Der Autor schlägt in diesem Zusammenhang vor, 'woke to woke capitalism' zu werden, wobei er sich auf die ursprüngliche Etymologie des Begriffs bezieht: sich bewusst zu machen, dass die sozialen Missstände dadurch nicht gelöst, sondern verschlimmert werden, weil sie von denselben Subjekten gefördert werden, die sie bestimmt haben.

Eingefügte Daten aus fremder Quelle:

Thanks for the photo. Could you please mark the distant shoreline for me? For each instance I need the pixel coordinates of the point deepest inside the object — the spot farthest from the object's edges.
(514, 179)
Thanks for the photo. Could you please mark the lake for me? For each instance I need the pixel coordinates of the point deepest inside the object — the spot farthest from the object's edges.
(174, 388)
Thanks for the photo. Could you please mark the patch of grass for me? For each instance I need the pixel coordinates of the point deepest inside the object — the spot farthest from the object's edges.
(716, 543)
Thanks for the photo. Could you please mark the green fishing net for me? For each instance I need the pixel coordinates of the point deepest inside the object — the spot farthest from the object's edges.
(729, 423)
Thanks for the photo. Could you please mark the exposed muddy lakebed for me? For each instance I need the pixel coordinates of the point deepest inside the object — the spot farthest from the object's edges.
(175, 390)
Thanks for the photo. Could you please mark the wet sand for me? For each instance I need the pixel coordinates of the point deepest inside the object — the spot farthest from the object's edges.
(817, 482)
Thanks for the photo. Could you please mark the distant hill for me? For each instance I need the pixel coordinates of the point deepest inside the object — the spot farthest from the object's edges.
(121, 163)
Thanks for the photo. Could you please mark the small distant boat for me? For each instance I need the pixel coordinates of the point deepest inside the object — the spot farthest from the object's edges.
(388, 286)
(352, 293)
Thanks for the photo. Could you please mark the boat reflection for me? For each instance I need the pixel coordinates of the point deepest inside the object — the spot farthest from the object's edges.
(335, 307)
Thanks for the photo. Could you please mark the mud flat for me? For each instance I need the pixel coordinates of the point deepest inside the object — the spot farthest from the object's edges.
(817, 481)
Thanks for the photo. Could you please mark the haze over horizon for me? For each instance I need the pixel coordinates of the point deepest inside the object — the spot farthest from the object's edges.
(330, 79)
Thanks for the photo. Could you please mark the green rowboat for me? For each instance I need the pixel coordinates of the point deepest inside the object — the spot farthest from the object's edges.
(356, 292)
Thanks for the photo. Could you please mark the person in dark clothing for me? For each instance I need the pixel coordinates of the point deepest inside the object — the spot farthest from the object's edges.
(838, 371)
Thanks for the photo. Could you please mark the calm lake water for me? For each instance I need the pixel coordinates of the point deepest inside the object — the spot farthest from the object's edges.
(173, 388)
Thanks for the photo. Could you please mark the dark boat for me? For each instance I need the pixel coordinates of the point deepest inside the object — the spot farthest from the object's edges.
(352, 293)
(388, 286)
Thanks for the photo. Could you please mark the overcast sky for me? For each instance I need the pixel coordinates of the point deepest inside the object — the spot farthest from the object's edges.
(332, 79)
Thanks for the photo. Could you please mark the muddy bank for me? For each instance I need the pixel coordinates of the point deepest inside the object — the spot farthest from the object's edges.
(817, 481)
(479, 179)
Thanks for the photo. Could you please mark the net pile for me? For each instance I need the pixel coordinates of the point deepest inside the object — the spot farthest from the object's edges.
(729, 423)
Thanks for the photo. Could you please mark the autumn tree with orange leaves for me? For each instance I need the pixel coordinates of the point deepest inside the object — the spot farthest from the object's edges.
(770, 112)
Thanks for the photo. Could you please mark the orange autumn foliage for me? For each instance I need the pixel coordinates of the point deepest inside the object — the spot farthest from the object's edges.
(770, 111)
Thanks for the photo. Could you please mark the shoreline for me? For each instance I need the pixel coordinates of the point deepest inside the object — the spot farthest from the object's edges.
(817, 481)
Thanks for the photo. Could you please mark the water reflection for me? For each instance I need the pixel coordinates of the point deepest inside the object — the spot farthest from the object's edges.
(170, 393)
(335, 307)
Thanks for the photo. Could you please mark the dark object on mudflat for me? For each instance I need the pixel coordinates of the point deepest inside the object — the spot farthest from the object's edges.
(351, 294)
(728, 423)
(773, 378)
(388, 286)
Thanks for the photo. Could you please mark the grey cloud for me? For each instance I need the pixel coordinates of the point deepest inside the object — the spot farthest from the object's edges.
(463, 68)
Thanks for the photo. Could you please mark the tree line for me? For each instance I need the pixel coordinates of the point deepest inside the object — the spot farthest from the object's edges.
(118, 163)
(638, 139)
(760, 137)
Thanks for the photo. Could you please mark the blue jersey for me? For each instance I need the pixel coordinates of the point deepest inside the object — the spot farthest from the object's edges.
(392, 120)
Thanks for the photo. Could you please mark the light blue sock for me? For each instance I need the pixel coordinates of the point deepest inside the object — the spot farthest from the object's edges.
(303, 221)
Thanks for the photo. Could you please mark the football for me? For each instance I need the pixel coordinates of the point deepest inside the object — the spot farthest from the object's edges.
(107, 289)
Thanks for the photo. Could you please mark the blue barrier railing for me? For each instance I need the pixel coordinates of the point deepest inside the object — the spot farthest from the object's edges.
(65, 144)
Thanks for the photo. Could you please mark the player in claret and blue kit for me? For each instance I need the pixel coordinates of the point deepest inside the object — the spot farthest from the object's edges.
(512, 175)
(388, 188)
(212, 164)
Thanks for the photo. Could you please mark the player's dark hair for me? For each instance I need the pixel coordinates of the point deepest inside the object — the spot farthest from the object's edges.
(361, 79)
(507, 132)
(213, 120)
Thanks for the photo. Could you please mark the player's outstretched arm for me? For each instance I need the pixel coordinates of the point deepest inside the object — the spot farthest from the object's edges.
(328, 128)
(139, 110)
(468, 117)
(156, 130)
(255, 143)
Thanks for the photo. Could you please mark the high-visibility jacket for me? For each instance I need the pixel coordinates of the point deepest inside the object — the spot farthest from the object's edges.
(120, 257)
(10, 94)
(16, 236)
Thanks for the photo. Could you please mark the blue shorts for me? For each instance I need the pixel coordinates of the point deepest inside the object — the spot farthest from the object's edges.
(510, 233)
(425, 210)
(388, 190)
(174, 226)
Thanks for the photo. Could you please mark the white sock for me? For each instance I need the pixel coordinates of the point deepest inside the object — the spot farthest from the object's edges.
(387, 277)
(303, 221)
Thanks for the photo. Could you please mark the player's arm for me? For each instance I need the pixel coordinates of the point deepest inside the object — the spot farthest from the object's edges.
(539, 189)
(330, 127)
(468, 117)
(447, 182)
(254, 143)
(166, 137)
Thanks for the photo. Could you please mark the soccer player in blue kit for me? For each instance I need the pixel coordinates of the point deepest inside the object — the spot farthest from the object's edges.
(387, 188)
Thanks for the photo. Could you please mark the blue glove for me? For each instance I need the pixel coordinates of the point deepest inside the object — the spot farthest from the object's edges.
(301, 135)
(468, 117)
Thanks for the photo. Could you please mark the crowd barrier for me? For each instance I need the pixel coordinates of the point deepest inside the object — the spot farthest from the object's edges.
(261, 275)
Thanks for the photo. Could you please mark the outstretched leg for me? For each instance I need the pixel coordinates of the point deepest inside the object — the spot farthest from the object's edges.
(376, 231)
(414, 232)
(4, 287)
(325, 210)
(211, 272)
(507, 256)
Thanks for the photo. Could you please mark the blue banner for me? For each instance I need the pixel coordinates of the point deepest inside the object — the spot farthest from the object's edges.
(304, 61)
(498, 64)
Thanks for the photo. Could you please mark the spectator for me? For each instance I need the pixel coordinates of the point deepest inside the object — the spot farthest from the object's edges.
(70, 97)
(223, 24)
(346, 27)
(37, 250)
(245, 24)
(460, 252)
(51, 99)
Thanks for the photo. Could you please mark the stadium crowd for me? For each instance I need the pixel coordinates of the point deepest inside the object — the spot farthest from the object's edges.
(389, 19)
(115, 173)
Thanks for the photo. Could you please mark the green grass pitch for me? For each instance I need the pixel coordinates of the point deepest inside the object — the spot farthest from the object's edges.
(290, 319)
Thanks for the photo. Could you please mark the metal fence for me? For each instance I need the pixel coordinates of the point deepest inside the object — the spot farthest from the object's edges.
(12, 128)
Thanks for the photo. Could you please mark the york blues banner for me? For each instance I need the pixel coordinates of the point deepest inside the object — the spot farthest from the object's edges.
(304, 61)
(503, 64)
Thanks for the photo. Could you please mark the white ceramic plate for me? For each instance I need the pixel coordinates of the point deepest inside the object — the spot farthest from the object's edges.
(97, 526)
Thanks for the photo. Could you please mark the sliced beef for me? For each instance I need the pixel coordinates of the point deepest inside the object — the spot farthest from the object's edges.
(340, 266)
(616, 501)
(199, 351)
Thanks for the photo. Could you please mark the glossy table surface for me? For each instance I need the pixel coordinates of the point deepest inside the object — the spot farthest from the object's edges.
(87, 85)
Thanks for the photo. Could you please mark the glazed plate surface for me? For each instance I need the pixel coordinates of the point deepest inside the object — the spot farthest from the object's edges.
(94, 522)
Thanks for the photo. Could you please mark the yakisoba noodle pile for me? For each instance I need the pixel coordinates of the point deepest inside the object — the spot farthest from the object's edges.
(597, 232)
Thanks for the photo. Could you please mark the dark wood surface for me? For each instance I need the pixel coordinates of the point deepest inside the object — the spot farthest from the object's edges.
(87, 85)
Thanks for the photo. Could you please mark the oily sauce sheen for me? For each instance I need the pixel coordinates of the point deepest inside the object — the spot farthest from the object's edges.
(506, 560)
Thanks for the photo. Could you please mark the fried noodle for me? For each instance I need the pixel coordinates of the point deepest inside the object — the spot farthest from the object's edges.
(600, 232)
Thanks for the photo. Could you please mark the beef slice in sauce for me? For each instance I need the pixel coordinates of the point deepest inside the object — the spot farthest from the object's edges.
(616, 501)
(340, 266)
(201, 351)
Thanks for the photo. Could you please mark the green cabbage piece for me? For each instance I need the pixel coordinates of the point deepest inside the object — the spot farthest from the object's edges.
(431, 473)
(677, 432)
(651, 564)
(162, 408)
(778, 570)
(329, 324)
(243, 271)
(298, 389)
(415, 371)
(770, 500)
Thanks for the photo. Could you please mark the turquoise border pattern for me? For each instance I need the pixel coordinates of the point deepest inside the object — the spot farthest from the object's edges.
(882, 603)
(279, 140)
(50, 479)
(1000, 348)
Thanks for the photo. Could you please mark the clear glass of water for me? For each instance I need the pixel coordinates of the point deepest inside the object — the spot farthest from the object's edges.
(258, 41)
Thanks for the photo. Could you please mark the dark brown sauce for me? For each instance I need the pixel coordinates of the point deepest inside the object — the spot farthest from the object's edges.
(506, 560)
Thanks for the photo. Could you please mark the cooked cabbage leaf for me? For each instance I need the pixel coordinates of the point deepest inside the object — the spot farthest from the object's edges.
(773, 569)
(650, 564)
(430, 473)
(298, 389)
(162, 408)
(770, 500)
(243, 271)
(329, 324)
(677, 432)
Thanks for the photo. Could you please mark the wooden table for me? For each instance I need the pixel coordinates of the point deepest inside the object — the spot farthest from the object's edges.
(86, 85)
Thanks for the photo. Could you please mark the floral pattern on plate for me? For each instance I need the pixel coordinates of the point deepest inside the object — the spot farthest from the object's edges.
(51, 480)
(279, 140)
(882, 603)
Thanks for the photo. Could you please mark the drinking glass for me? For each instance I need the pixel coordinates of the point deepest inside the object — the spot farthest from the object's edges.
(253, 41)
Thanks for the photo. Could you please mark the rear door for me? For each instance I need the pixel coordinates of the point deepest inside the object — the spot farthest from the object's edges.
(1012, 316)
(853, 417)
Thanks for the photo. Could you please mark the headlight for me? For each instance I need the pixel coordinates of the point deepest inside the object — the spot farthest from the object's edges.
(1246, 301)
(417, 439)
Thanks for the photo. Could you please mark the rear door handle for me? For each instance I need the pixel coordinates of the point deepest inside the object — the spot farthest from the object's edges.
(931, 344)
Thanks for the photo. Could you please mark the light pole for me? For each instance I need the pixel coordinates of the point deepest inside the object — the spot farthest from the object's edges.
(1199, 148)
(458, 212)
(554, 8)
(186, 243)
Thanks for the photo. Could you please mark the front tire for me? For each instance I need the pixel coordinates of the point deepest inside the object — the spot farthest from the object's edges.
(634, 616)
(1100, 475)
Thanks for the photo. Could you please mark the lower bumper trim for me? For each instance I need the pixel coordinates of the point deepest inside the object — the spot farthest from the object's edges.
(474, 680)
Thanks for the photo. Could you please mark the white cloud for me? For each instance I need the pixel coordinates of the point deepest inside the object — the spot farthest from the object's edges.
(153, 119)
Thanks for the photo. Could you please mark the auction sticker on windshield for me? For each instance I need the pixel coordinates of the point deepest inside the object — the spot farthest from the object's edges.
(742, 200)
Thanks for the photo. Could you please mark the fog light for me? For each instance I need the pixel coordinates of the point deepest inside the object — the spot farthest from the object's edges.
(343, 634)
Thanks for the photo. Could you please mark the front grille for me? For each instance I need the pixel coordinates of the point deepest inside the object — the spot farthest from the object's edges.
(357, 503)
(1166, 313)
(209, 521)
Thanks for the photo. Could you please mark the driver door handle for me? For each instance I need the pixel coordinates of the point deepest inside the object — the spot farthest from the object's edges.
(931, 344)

Es bleibt abzuwarten, wie sehr dieser Text die Europäer und insbesondere die Italiener anspricht. Es kann sein, dass er auch hier ankommt, wie viele Moden von jenseits des Atlantiks. Der Autor glaubt nicht, dass dies der Fall sein wird, zumindest nicht in dieser Form, denn der soziale Kontext ist völlig anders und ein Anpassungsprozess wäre eine Herausforderung. Aber es muss darauf hingewiesen werden, dass auf dem alten Kontinent bereits etwas Ähnliches im Gange ist: Es sind nicht die Unternehmen, die direkt zur Quelle des moralisierenden Wortes werden, sondern die bürokratischen Apparate, die der direkte Ausdruck des Lobbydrucks und der Technokratie sind: die Organe der Kommission und der EZB. Wenn wir an die Art und Weise denken, wie sie in der Frage des Klimawandels agieren, haben wir ein perfektes Beispiel für die oligarchische Vereinnahmung eines Themas, das einst das Erbe radikaler oder antikapitalistischer Gruppen war, um es in den Dienst des privaten Profits zu stellen oder es auf jeden Fall im Stellvertreterbett der Marktinstrumente zu spielen. Auch hier scheint der Vorschlag von Carl Rhodes, das Ruder nicht aus der Hand zu geben und sich nicht von der Fokussierung auf die wirklichen sozialen Probleme täuschen zu lassen (S. 267), überzeugend zu sein. Der Autor würde jedoch eher sagen: Behalten Sie die strukturellen Knotenpunkte im Auge, d.h. die Mechanismen der Profitakkumulation, die Senkung der Löhne und die Privatisierungs- und Liberalisierungsagenda, die von der Axt der Zentralität des Wettbewerbs im europäischen Recht befürwortet wird und den demokratischen Konstitutionalismus zermalmt.